Esos principios son el anclaje seguro de nuestra existencia y el punto de apoyo de toda la esperanza cristiana. Si en algún momento se nos turbara el corazón y algo nos hiciera temblar, deberíamos volver los ojos hacia esos pilares fundamentales: pero Dios es amor, pero Dios nos ama, pero Dios nos ha salvado ya en el Hijo de su amor, nuestro Señor Jesucristo. Todo ha sido gracia derramada, gracia inmerecida. Nada pudimos hacer para ser creados, ni para ser amados, ni para ser salvados, ni para conseguir una vida sin fin. Ni el amor ni la salvación están sujetos al hecho de que el hombre cumpla algunas condiciones o requisitos.
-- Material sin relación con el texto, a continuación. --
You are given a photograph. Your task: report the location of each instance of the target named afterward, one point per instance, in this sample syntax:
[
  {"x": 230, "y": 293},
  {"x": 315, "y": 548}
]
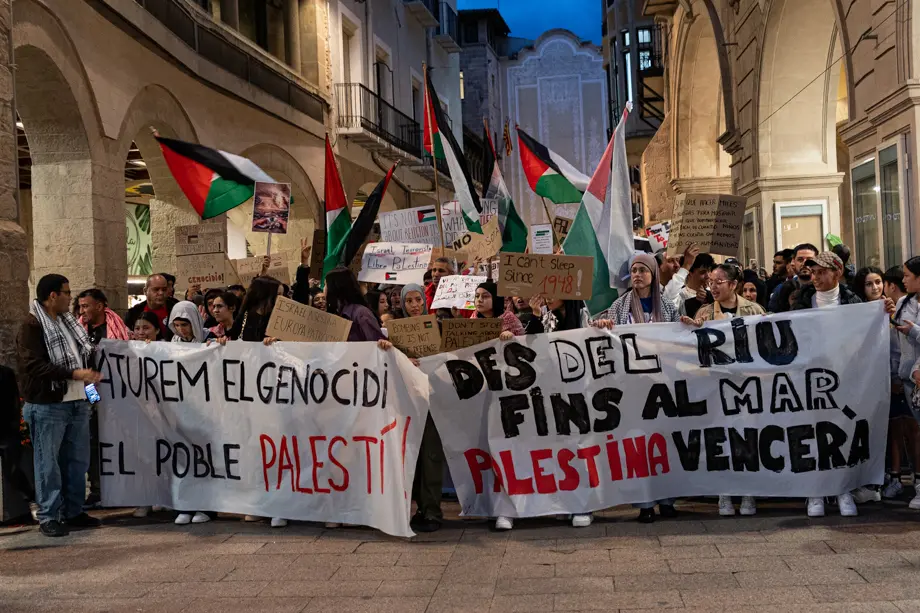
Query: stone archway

Si eso fuera así, adiós para siempre a la gratuidad, adiós a toda esperanza. Si el hombre tuviera que ganarse su salvación, estaríamos condenados al fracaso más absoluto. Por tanto, todo lo que digamos en torno a la gracia tiene que ser comprendido por referencia a esos principios. Todo lo que no esté de acuerdo con ellos tendrá que ser revisado, corregido o rechazado sin miramientos de ninguna clase.
Gracia es la palabra clave en la relación de Dios con el hombre. Pero nunca debería perder el sentido que tuvo desde el principio. Lo que es debido se mueve siempre en el campo de la justicia, pero la gracia se mueve siempre en el campo de lo gratuito, es decir, de lo no merecido ni ganado. Por tanto, cualquier intromisión de lo debido, de lo ganado o de lo merecido en el campo de la gracia sería un atentado inadmisible contra su misma esencia. Con esa noción de gracia vamos a movernos en todo momento. Estoy dentro de la Iglesia y sé que puedo expresarme con libertad, como lo han hecho a lo largo de los siglos tantos místicos, teólogos y escritores eclesiásticos. No siempre tenemos a nuestra disposición el lenguaje exacto para expresar lo que queremos decir. Sólo espero que el Señor me lleve de la mano para lograrlo y me perdone si no lo he logrado.